Four years ago, the Children’s Society’s finance director and head of IT Charles Noll was confident that the organisation’s IT function was a lean-performing entity that measured up well against others in the charitable sector he even had benchmarking standards to prove it.
But for some time he had looked on at the commercial world with some envy, eyeing the big multi-nationals as they ploughed millions into automated IT support centres that, by turn, could yield significant long-term savings.
Noll wanted to imitate the same strategy and capitalise on growing economies of scale that he felt could be achieved in IT. However, he had a problem: ‘No one could produce hundreds of cars a week until you invented a production line, but you needed a lot of money to produce that production line,’ he says. As a charity with a £40m turnover, the Children’s Society needed a partner.
Looking around at other children’s charities, Barnardos and NCH were out too big and unlikely to come on board while Save the Children had already outsourced. The NSPCC, however, was a nice fit and the pair soon turned the germ of an idea into a full-blown strategy which in 2004, emerged as Charityshare, a joint IT operation perched outside the two organisations.
The plan was rolled out over 18 months, with the helpdesk teams the first to be integrated, a move that saw the introduction of a new automated helpdesk software system which Noll says would have been an impossible investment for the Children’s Society on its own. The transition later saw standardisation on Windows XP, a commitment to broadband technology and the integration of each organisation’s server farms, via a fibre optic cable.
‘A key lesson we have found in delivering big IT projects is the danger of getting obsessed with a deadline or a budget, as the key thing is to be obsessed by the capability what processes does the business have to have in place and what could you leave out to hit a deadline. When all’s said and done, you can choose,’ says Noll.
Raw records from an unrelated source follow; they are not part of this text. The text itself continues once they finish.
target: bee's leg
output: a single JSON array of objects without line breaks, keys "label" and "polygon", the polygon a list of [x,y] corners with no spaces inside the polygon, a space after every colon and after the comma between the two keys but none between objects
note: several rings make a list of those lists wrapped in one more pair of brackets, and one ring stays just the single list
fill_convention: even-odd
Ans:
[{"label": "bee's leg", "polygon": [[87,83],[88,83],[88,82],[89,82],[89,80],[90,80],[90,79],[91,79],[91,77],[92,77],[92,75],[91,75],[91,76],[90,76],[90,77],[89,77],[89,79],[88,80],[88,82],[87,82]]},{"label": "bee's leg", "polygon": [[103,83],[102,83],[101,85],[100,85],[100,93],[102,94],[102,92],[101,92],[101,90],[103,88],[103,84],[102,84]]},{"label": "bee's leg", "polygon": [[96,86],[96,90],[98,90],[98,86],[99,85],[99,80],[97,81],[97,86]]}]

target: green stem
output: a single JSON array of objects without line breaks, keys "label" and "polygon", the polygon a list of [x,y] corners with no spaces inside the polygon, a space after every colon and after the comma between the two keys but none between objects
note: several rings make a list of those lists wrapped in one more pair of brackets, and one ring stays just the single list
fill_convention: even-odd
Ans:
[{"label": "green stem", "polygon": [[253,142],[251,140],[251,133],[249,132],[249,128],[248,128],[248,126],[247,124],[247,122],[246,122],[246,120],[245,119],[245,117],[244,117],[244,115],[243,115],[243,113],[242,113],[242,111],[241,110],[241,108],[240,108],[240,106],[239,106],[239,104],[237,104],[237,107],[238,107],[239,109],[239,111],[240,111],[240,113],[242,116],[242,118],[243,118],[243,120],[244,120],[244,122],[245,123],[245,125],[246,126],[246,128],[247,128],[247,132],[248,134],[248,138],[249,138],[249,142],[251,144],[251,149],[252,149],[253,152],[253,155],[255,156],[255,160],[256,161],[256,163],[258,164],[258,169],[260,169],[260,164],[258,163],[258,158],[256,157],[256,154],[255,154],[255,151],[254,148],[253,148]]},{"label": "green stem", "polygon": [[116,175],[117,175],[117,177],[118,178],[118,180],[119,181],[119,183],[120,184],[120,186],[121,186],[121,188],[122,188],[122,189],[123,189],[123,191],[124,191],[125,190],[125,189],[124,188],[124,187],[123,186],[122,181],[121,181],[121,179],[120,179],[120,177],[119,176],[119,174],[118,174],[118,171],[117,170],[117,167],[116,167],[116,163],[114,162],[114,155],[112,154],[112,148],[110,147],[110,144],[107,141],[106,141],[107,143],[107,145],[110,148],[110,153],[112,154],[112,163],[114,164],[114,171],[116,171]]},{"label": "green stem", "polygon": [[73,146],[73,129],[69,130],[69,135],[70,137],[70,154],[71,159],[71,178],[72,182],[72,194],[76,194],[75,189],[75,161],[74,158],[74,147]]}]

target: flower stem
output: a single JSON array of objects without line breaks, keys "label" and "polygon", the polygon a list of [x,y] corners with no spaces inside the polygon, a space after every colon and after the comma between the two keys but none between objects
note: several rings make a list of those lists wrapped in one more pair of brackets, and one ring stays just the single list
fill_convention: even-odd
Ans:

The impact on the IT personnel has, he insists, been positive, with natural wastage taking care of the most contentious element falling staff levels. ‘The end result is an IT department bigger than either charity could afford but smaller than our combined IT departments would have been, so we ended up paying less but getting more expertise,’ says Noll.
‘You can now allow people to concentrate on their area of specialisation, so if a person’s speciality is web development or running successful server farms, there was enough business in that area to allow them to focus on that one core area.’